Leetcode #425: Word Squares
In this guide, we solve Leetcode #425 Word Squares in Python and focus on the core idea that makes the solution efficient.
You will see the intuition, the step-by-step method, and a clean Python implementation you can use in interviews.
Problem Statement
Given an array of unique strings words, return all the word squares you can build from words.
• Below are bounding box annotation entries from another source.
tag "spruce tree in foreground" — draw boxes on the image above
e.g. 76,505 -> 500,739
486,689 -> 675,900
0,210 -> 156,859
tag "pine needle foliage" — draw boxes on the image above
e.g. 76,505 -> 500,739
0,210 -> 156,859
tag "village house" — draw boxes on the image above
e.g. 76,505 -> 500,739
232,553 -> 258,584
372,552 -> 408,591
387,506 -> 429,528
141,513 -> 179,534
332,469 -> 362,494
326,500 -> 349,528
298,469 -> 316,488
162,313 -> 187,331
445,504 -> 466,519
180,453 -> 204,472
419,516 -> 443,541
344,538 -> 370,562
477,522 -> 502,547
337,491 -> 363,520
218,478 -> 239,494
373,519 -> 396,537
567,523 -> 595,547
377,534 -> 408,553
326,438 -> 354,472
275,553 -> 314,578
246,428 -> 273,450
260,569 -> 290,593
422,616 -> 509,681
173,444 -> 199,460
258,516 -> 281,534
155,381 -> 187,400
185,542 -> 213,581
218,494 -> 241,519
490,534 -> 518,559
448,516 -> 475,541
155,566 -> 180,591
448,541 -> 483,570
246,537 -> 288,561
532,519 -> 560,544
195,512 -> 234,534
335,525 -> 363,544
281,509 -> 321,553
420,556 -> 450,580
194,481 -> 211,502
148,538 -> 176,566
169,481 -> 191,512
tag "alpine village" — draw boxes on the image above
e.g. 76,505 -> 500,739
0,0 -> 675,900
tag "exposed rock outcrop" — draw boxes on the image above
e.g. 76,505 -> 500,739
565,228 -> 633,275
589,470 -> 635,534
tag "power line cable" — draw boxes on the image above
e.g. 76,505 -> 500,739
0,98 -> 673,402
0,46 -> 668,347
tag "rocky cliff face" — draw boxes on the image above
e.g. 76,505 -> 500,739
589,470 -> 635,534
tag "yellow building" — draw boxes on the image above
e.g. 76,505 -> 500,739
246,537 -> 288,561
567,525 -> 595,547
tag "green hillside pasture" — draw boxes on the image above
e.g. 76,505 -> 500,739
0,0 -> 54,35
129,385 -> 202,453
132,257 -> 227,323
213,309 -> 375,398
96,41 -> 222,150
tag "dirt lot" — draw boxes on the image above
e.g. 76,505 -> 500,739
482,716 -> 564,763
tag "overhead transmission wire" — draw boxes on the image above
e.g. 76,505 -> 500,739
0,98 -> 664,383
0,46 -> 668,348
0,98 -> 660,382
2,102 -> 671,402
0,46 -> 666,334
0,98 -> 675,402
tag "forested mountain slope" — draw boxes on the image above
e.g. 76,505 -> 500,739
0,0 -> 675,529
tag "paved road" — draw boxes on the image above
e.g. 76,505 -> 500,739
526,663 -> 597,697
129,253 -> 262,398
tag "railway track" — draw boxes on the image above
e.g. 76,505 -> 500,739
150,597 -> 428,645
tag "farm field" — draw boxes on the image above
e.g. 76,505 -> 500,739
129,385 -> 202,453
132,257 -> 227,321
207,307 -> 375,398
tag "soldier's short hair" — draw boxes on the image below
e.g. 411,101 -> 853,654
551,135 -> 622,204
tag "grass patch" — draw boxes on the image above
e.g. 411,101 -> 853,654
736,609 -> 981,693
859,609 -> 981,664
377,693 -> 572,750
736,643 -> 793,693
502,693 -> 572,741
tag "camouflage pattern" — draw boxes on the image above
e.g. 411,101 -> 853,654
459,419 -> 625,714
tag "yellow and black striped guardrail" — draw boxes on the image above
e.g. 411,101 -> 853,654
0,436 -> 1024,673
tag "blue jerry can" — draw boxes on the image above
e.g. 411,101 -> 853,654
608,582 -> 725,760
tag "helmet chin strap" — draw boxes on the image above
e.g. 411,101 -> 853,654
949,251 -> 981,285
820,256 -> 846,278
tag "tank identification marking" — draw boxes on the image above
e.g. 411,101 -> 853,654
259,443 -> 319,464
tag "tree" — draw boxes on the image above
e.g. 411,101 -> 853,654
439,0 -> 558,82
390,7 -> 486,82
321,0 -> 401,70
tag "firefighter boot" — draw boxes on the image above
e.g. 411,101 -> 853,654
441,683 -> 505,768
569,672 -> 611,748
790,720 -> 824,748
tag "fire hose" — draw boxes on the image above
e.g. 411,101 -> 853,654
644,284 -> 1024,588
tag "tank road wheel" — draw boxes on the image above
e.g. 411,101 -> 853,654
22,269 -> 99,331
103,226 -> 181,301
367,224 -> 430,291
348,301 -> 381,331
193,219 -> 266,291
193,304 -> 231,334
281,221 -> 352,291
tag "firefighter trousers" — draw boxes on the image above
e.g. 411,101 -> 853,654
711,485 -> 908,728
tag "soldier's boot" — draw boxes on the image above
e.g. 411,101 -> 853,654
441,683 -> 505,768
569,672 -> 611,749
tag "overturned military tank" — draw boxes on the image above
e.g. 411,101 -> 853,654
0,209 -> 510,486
The same word from words can be used multiple times.
Quick Facts
- Difficulty: Hard
- Premium: Yes
- Tags: Trie, Array, String, Backtracking
Intuition
We must explore combinations of choices, but many branches can be pruned early.
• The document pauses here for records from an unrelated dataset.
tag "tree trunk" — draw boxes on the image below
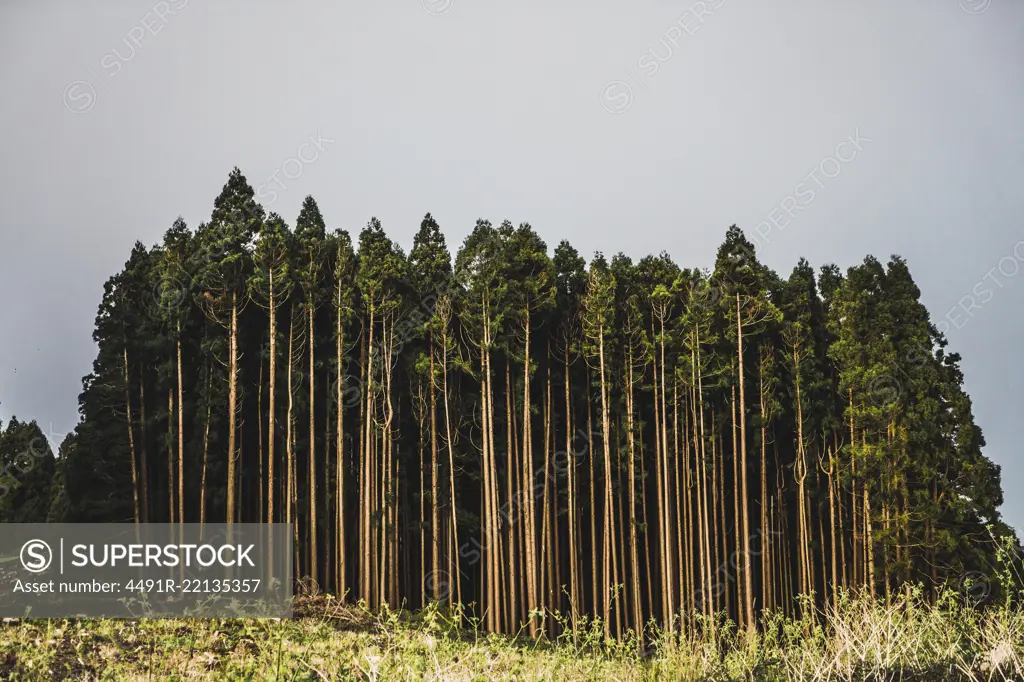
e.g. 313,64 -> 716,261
225,292 -> 239,536
123,346 -> 140,522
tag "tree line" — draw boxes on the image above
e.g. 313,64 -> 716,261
6,169 -> 1012,636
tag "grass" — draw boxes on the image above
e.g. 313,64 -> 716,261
0,593 -> 1024,682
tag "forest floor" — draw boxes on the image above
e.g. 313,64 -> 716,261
0,595 -> 1024,682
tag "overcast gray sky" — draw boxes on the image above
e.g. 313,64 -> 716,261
0,0 -> 1024,528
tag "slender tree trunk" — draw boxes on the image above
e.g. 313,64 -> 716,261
285,311 -> 302,577
736,293 -> 757,632
441,317 -> 462,606
337,278 -> 348,601
167,388 -> 174,524
123,346 -> 140,522
626,345 -> 643,638
565,348 -> 577,633
598,326 -> 615,639
199,367 -> 213,539
428,334 -> 441,601
306,303 -> 319,585
225,292 -> 239,536
177,329 -> 185,538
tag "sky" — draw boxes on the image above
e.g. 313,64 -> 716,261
0,0 -> 1024,529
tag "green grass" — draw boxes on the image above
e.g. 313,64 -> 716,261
0,594 -> 1024,682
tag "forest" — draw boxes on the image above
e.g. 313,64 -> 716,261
0,168 -> 1013,638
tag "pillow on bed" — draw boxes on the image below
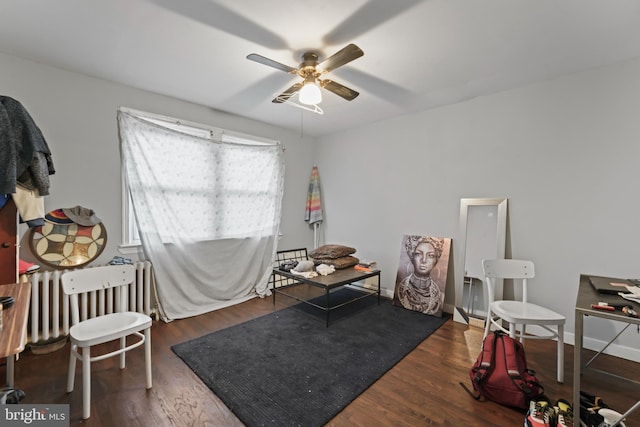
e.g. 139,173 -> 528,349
309,245 -> 356,259
313,255 -> 360,270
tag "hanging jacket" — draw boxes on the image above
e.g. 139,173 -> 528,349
0,96 -> 55,196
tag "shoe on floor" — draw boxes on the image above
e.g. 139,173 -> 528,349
554,399 -> 574,427
524,395 -> 556,427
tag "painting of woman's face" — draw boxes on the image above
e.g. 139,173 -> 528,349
411,242 -> 438,277
393,234 -> 451,316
Backtracking enumerates valid candidates while keeping the search space under control.
Approach
Use DFS to build candidates step by step, and backtrack when constraints are violated.
Pruning keeps the exploration practical for typical constraints.
Steps:
- Define the decision tree.
- DFS through choices and backtrack.
- Prune invalid paths early.
Example
Input: words = ["area","lead","wall","lady","ball"]
Output: [["ball","area","lead","lady"],["wall","area","lead","lady"]]
Explanation:
The output consists of two word squares. The order of output does not matter (just the order of words in each word square matters).
Python Solution
class Trie:
def __init__(self):
self.children = [None] * 26
self.v = []
def insert(self, w, i):
node = self
for c in w:
idx = ord(c) - ord('a')
if node.children[idx] is None:
node.children[idx] = Trie()
node = node.children[idx]
node.v.append(i)
def search(self, w):
node = self
for c in w:
idx = ord(c) - ord('a')
if node.children[idx] is None:
return []
node = node.children[idx]
return node.v
class Solution:
def wordSquares(self, words: List[str]) -> List[List[str]]:
def dfs(t):
if len(t) == len(words[0]):
ans.append(t[:])
return
idx = len(t)
pref = [v[idx] for v in t]
indexes = trie.search(''.join(pref))
for i in indexes:
t.append(words[i])
dfs(t)
t.pop()
trie = Trie()
ans = []
for i, w in enumerate(words):
trie.insert(w, i)
for w in words:
dfs([w])
return ans
Complexity
The time complexity is Exponential (worst case). The space complexity is O(depth).
Edge Cases and Pitfalls
Watch for boundary values, empty inputs, and duplicate values where applicable. If the problem involves ordering or constraints, confirm the invariant is preserved at every step.
Summary
This Python solution focuses on the essential structure of the problem and keeps the implementation interview-friendly while meeting the constraints.